Weekly Market Outlook – This Oddly Persistent Rally Isn’t Unheard Of

Weekly Market Outlook – December 29th, 2019

This week’s analysis once again starts with the bigger-picture weekly chart of the S&P 500, just to set the stage appropriately. Thanks to last week’s 0.6% advance, the index is now up nearly 10% from its October low. We’ve seen more meteoric, unfettered rallies, but they’re a rarity. And, just for the record, the S&P 500 is now 8.8% above its 200-day moving average line (white). That’s somewhere around the very extreme end of its typical divergence. In early 2018, the index reached 13.3% above its 200-day line, but that was an even more extreme scenario in that 2017’s rally was also uninterrupted for so long.

S&P 500 Weekly Chart, with VIX and RSI

Source: TradeStation

Still, it’s that 2017 rally that should serve as a reminder that anything’s possible. The market doesn’t “feel right,” but how things feel isn’t exactly the point.
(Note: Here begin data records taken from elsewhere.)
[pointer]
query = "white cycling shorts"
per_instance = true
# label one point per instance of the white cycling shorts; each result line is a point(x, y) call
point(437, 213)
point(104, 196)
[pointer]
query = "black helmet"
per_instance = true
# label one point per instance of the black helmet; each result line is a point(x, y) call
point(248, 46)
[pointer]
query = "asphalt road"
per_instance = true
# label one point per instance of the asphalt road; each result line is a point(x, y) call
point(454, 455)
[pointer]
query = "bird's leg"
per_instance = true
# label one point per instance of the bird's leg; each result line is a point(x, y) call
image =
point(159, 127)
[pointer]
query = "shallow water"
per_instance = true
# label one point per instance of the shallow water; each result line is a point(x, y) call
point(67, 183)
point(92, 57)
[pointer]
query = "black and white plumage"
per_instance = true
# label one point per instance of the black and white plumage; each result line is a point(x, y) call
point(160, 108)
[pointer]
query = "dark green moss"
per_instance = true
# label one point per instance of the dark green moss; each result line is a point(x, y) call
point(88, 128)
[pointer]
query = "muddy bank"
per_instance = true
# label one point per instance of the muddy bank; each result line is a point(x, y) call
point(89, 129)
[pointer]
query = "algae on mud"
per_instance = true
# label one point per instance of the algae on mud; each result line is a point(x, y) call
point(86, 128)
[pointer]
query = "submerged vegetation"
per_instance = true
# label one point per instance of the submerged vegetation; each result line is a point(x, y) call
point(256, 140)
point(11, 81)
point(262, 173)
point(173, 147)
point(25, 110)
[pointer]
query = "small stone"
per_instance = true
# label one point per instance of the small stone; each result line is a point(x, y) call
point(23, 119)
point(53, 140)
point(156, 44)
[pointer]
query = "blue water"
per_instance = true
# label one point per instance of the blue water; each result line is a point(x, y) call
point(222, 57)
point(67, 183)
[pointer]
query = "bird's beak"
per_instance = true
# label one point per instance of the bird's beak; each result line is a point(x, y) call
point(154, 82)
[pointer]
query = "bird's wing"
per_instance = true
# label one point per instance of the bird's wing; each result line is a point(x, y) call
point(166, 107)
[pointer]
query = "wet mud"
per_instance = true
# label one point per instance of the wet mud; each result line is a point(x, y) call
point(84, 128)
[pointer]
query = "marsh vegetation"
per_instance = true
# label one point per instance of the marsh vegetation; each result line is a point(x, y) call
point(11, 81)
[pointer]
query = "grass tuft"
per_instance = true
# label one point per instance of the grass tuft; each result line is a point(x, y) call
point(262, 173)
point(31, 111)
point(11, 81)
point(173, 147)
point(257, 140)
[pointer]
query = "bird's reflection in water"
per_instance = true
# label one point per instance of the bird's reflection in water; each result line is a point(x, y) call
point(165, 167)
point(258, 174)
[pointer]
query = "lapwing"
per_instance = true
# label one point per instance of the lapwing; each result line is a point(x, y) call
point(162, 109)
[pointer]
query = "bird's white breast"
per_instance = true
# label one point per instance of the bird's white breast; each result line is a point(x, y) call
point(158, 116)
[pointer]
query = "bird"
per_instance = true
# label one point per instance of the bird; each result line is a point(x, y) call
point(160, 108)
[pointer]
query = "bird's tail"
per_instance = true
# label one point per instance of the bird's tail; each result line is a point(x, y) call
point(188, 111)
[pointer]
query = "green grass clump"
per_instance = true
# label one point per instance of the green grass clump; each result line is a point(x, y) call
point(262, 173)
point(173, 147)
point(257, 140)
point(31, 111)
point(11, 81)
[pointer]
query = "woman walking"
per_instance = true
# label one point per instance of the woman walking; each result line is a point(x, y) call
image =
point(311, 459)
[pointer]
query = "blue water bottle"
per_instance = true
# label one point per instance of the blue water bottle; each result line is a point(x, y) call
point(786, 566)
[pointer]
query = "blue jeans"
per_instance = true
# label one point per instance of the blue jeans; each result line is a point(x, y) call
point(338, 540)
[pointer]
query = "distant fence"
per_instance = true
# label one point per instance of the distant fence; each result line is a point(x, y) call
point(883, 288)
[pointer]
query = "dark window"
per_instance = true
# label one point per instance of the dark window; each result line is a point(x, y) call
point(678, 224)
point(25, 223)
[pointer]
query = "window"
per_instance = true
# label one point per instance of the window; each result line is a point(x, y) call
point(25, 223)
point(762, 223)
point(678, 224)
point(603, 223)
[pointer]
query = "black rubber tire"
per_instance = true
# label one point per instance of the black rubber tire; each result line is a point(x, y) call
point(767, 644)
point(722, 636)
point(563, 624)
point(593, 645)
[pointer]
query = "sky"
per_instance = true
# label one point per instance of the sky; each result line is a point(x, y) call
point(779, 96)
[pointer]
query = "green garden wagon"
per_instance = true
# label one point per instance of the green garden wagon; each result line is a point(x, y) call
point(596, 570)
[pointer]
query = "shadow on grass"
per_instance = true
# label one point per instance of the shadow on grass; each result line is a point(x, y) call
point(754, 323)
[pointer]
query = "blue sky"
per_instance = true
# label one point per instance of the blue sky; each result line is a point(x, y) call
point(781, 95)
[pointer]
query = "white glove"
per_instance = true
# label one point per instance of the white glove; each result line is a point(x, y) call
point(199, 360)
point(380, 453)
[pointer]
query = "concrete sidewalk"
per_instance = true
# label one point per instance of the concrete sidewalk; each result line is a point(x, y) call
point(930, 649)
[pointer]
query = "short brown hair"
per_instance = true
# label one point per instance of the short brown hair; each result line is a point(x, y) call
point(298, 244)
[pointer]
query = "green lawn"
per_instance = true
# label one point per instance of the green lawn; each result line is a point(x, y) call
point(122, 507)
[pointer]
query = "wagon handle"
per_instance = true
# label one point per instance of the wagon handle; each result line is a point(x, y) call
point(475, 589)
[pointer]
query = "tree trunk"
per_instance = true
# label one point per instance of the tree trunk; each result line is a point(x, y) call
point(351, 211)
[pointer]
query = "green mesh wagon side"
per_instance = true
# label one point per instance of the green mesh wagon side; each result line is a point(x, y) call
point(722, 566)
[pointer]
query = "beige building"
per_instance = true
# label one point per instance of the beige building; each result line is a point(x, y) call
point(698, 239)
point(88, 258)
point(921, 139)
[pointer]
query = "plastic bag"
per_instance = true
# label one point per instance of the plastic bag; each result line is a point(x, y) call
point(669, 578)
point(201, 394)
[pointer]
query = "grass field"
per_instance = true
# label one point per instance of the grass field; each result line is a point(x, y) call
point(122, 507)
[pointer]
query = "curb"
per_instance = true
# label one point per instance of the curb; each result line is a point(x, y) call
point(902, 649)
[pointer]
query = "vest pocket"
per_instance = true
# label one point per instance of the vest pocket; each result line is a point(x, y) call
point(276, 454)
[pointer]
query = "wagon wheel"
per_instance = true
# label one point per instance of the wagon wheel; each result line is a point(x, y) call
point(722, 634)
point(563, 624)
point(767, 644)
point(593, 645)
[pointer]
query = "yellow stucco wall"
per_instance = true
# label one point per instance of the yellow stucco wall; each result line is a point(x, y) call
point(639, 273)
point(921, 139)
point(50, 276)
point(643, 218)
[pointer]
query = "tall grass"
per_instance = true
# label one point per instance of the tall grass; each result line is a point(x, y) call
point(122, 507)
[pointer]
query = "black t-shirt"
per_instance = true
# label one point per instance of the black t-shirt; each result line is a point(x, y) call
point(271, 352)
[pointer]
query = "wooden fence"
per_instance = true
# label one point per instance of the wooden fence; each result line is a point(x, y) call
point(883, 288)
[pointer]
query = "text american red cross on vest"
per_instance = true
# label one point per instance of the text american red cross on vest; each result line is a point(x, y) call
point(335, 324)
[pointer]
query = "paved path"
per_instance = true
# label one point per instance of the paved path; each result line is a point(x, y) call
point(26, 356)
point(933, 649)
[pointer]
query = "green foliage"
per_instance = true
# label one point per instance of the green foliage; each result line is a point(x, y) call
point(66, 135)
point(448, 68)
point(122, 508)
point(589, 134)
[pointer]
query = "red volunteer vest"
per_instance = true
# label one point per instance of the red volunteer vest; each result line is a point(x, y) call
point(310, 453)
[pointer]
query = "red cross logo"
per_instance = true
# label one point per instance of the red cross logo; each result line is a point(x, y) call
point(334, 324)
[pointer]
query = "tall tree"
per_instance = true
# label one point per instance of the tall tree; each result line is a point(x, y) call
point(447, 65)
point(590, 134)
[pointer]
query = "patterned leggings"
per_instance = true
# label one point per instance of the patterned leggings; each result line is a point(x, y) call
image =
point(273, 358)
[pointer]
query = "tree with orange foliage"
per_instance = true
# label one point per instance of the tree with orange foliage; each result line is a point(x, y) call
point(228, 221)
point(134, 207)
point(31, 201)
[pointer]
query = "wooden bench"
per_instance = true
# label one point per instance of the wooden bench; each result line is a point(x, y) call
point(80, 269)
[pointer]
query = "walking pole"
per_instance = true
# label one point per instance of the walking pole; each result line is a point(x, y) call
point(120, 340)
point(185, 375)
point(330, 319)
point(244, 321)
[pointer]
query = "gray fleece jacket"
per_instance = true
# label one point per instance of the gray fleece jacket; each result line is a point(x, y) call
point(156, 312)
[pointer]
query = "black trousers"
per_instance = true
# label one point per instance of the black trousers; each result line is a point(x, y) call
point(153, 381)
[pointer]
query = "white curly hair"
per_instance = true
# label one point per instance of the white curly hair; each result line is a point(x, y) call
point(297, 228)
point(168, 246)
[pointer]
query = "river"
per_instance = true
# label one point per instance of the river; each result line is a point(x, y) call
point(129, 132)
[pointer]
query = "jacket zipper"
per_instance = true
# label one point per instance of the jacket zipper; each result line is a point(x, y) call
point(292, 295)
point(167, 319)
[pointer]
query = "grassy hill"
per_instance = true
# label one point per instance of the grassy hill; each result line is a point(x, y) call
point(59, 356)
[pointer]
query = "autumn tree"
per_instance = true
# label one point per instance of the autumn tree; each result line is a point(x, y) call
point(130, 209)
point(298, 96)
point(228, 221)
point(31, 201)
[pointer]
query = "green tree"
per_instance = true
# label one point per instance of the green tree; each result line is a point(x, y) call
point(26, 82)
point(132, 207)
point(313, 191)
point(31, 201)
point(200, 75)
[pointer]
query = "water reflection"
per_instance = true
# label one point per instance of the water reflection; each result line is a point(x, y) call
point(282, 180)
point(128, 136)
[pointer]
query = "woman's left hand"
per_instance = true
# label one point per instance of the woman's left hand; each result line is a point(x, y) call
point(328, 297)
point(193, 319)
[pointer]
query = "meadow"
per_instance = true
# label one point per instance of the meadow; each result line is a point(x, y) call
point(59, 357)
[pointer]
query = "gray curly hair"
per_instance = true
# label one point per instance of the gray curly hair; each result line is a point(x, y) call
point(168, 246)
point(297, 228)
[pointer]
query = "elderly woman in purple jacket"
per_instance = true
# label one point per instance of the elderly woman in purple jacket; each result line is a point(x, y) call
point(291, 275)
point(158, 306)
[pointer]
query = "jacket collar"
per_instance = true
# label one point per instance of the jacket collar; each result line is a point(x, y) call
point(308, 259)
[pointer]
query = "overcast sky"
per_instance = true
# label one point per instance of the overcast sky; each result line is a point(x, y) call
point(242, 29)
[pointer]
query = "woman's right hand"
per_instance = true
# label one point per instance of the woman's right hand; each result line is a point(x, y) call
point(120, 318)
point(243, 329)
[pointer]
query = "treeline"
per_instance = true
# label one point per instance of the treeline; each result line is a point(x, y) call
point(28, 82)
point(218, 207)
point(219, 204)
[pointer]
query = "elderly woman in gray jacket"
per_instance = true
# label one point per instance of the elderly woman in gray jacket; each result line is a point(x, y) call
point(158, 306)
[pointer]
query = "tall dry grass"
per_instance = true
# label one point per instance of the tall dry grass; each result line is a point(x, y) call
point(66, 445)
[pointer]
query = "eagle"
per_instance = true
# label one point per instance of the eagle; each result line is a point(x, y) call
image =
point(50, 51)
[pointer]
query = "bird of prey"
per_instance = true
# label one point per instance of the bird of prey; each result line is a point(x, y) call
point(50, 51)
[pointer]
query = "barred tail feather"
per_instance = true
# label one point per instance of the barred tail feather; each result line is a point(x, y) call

Follow the momentum until it’s clear the momentum has reversed course.

To that end, we’re still looking for one of two (if not both) clues that the tide has truly taken a bearish turn. One of them is a move below the 20-day moving average line at 3170, plotted in blue on the daily chart below. The other is still the VIX breaking above the falling resistance line that’s guided it lower since it peaked in early 2018. That ceiling is plotted in purple on both charts.

S&P 500 Daily Chart, with VIX and Volume

Source: TradeStation

Just for good measure, a look at the weekly chart of the NASDAQ Composite, and the VXN. Curiously, it’s now trading 10.7% above its 200-day moving average line, versus its early-2018 divergence of 13.2%. Never say never, particularly when we’re transitioning into a new year. Sometimes investors have some preconceived notions in their heads that they’re going to ensure pan out, whether or not they make sense.

NASDAQ Composite Weekly Chart, with VXN

Source: TradeStation

Of course, it never hurts to be prepared for a sharp reversal. We know one is coming sooner or later. The same basic red flags that apply to the S&P 500 apply to the NASDAQ as well.

With all of that being said, the year may not be technically over yet, but practically, it is. It’s time to take a look back and see how it took shape. As they say, read ’em and weep. The image below tells the tale. Thanks to a harrowing end to 2018 setting up a fairly easy rebound rally in 2019, the S&P 500 managed to dish out a 29.2% gain for the now-ending calendar year. That’s one of the best for the past forty years.

S&P 500 Progressive Annual Performance vs. Average

Source: Thomson Reuters

On that note, be aware that January is usually a bullish month, and does particularly well early in the month. We already know there’s room for more upside. Just be careful about assuming history repeats itself. On the flipside, don’t ignore historical tendencies. Whatever’s in the cards, just keep in mind that the beginning of a new year will lead traders to conclusions that may or may not be merited. Tread lightly.